We are testing Windows 10 V1903.

When we logoff from the Windows 10 Desktop it goes to a Black screen and the computer is unresponsive, can't even ping the desktop.   A hard reboot is necessary to get back in.   At first I thought it was video card related but same thing happened on 4 different machines.    When we uninstall the Sophos Endpoint, windows acts as it should and logging off is possible.

I have seen the memory issues with regards to V1903 but not this.   Has this been reported and is it an issues with anyone else?

I have created a ticket.

Thanks again,

Mark

  • I've not seen or heard of this issue.  Do you see the issue if you turn off realtime scanning for example?

    Which components do you have installed?  SAV and IntercepX?
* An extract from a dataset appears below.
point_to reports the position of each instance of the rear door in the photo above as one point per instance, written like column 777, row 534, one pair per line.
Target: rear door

    Typically with these issues the approach is either elimination of components/through policy changes or stopping/unloading services/drivers.  This can narrow it down to perhaps offer a workaround/acceptable exclusion, etc..

    Or

    Setup the computer to create a full mem dump on keyboard combination as per:
    https://docs.microsoft.com/en-us/windows-hardware/drivers/debugger/forcing-a-system-crash-from-the-keyboard

    From the dump it is then possible to analyze what the Sophos components are doing and if they are the cause of the hang.  It's easier for Support/Dev with symbols but it's possible to get a rough idea which components/files/processes are involved.


    Regards,
    Jak

  • Hey Mark

    We also have this issue. Testing a new image - windows 10 1903

    As soon as Sophos is installed we get black screen at sign out. Hard boot is the only way out.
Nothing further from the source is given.